Not so much devotional as inchoately sexual, and with an impulse towards water that keeps recurring. The passage about Andromeda "as she awaits the snake on the wet beach" is also in this vein.
The most extended imaginative flight is, however, unpeopled. This is the "home for us, out of the world", that the narrator tries to imagine for himself and Pauline. His attempt proceeds fitfully, and that's the point, since it ends in frustration. Vibrant and rich in ideas as his imagination is, it refuses to stay still and it destroys its own attempt to envisage equilibrium, that is, a home. The narrator begins at night, but that's a false start; he isn't able to cope with such low visual input. So he switches to day, and moves deeper and deeper inwards to a water-coursed wood: "Dive we down—safe..." Eventually he invents/discovers "a small pool" and the pace slows, "still deeper in: / This is the very heart of the woods..":
the trees bend
O'er it as wild men watch a sleeping girl,
And thro' their roots long creeping plants stretch out
Their twined hair, steeped and sparkling; farther on,
Tall rushes and thick flag-knots have combined
To narrow it; so, at length, a silver thread
It winds....
This heart of the woods could have been (as he indeed names it) a pond, altogether cut off from other waterways. But the restless imagination of the narrator is impelled to move on; he has conjured up a silver thread to keep the water sparkling, and now he cannot forebear to pursue it: he is done with "deeper in" and instead commits himself to "farther on". Excitement grows:
See, they part, like a ruined arch, the sky!
But now that the imagination is moving outwards, it becomes greedy for material, which is flung on in ever larger pieces, like feeding a bonfire:
the muleteers, who whistle as they go
To the merry chime of their morning bells, and all
The little smoking cots, and fields, and banks, ...

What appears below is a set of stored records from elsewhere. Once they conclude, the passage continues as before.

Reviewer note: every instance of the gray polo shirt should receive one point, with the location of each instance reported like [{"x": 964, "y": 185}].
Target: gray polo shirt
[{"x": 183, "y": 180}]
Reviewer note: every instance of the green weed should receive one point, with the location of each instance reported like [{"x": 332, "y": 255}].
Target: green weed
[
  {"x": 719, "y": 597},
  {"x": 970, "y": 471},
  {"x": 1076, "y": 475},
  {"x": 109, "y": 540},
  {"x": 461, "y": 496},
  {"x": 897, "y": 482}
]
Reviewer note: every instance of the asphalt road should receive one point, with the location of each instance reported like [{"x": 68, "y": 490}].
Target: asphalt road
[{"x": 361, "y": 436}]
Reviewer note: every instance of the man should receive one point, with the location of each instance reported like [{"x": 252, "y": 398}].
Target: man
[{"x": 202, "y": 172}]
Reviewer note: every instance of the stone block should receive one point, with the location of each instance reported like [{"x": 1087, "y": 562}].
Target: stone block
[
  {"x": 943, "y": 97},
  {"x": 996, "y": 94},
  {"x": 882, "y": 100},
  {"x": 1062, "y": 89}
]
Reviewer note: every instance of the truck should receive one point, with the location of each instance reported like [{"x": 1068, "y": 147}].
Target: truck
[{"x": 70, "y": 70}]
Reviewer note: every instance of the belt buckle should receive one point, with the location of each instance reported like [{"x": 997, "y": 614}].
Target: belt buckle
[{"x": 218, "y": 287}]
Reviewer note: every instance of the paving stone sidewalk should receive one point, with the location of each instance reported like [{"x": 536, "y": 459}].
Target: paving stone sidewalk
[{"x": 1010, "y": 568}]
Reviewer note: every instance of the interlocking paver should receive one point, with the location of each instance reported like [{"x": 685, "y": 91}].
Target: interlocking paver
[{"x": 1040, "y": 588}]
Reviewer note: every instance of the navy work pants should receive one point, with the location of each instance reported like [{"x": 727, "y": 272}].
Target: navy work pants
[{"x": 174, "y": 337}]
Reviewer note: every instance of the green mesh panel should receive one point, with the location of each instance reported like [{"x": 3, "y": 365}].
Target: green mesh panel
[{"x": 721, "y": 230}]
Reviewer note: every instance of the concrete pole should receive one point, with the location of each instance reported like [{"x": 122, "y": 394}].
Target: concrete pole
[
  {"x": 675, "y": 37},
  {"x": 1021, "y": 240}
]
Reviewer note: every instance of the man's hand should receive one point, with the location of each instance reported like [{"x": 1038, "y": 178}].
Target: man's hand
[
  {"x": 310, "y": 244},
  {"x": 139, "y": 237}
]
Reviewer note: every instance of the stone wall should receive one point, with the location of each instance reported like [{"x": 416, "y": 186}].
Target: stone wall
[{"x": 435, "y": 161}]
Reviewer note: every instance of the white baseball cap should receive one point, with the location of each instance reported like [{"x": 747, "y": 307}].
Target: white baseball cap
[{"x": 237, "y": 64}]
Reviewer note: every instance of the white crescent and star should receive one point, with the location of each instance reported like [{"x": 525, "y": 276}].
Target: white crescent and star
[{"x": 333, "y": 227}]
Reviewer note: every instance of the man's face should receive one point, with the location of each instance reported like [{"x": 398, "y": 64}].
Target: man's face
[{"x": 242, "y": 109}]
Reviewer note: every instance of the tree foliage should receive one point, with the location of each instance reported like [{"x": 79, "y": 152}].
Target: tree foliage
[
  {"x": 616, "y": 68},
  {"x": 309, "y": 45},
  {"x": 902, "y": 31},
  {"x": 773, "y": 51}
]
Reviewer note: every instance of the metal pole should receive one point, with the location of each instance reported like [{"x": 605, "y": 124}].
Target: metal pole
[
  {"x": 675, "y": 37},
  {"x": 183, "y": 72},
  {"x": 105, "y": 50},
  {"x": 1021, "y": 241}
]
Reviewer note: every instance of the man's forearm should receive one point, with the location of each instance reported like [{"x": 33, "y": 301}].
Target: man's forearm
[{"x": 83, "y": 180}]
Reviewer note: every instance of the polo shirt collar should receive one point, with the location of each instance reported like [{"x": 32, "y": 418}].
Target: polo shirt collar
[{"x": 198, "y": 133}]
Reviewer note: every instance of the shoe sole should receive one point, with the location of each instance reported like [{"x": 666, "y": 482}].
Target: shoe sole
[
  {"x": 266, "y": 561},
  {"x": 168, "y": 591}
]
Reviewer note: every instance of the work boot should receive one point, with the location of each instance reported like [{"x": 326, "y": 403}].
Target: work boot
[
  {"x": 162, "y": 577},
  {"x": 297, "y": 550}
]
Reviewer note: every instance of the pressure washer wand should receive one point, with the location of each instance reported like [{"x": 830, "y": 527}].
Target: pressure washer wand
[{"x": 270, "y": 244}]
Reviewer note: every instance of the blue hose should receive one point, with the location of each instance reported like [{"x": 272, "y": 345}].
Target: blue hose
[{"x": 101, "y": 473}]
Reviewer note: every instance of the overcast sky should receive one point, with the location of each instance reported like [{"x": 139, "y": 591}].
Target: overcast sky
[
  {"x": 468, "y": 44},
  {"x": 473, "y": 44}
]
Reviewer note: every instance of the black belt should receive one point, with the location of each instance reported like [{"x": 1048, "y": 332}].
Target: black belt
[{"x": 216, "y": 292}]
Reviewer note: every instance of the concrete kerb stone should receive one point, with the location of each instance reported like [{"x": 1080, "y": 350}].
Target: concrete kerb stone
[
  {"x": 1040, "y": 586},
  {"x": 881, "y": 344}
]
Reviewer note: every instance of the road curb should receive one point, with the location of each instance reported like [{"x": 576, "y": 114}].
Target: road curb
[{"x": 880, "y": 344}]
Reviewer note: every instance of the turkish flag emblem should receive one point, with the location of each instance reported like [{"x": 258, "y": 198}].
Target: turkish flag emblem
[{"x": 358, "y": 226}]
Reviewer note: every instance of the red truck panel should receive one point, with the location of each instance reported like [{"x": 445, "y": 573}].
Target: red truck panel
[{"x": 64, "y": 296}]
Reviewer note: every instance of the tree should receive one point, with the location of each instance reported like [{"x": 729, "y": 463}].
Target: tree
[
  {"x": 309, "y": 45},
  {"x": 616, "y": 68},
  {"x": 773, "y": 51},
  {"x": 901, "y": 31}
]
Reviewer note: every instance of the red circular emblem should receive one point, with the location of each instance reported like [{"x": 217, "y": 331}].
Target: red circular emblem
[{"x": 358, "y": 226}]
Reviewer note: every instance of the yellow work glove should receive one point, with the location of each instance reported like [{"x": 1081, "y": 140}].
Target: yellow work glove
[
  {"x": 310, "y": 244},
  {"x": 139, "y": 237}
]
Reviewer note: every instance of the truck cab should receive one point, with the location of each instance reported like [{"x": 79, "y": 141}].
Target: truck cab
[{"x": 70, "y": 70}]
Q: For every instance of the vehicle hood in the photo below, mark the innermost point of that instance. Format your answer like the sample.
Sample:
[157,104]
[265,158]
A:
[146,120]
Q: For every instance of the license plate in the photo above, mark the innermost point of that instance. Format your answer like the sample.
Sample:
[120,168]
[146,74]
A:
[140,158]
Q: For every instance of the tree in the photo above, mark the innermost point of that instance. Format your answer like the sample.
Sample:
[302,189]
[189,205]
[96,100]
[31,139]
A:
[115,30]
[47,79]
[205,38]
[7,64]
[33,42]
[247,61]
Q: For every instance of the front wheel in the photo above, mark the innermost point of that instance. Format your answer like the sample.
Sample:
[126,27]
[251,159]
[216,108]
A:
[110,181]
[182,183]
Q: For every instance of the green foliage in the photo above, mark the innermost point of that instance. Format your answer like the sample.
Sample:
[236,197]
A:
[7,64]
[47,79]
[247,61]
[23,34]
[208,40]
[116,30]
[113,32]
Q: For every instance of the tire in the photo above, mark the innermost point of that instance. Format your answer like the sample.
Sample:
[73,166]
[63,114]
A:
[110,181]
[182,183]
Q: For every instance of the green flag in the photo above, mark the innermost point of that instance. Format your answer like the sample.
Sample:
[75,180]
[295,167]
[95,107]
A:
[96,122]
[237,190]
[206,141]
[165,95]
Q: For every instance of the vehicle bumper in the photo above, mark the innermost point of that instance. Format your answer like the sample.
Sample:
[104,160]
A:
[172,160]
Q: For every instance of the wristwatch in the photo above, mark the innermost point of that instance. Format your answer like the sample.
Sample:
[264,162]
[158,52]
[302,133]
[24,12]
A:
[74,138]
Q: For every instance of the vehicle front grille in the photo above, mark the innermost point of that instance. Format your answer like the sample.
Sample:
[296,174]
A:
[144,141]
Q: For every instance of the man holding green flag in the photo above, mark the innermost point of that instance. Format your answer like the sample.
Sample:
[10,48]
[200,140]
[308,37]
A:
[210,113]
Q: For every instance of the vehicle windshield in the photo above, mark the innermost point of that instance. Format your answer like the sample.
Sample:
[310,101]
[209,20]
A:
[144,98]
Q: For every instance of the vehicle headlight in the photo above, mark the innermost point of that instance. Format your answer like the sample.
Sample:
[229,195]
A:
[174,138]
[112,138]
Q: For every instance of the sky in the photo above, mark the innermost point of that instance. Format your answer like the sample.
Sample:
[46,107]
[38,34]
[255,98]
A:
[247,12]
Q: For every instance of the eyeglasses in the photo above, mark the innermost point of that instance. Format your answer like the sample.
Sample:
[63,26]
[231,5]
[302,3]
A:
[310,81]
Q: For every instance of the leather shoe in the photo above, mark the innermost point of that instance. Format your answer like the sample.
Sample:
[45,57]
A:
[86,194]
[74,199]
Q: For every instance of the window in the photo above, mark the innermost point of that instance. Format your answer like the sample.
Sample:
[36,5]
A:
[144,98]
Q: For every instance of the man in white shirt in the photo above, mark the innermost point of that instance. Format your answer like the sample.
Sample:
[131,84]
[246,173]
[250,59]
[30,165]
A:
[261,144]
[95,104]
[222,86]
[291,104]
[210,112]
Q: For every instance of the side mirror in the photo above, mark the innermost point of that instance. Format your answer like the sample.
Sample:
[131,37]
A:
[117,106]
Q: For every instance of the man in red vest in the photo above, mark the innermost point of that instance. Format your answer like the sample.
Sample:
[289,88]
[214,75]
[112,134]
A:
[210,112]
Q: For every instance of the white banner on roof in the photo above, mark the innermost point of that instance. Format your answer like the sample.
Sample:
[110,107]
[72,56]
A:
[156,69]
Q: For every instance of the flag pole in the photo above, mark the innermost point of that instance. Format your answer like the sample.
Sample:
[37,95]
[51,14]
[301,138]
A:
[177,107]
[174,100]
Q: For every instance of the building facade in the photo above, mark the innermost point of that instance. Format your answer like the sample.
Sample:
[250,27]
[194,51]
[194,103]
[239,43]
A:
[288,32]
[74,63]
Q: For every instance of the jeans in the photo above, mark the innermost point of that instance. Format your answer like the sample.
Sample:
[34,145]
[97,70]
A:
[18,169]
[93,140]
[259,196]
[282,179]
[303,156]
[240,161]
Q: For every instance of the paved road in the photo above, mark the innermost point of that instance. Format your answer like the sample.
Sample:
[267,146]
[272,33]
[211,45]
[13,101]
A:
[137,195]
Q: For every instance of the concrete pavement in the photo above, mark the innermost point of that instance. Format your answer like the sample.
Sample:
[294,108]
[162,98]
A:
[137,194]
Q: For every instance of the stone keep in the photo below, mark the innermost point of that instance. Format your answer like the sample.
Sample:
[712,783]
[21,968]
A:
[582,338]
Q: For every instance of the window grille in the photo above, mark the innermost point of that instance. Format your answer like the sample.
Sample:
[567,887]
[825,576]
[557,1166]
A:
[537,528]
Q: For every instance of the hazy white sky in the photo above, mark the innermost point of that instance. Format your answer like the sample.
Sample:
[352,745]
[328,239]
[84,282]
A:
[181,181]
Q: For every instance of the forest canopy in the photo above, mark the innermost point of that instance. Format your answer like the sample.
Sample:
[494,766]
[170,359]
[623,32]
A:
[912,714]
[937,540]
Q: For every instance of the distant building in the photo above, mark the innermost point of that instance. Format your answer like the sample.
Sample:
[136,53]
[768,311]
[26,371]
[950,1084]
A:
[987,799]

This demand for wider vistas, these summary "all"s, cannot be maintained, and then the vision collapses:
I cannot be immortal, nor taste all,
Oh God! where does this tend—these struggling aims!
In the end the poem confesses to the imperative of onward motion, which is indeed why it's impossible to model one's work on the completed achievements of the dead.
[The name in the title should perhaps be pronounced in the French manner, as Pauline apparently hails from the Alps and her sole intervention (a footnote) is in French. But I don't think I'll be trying this in public.]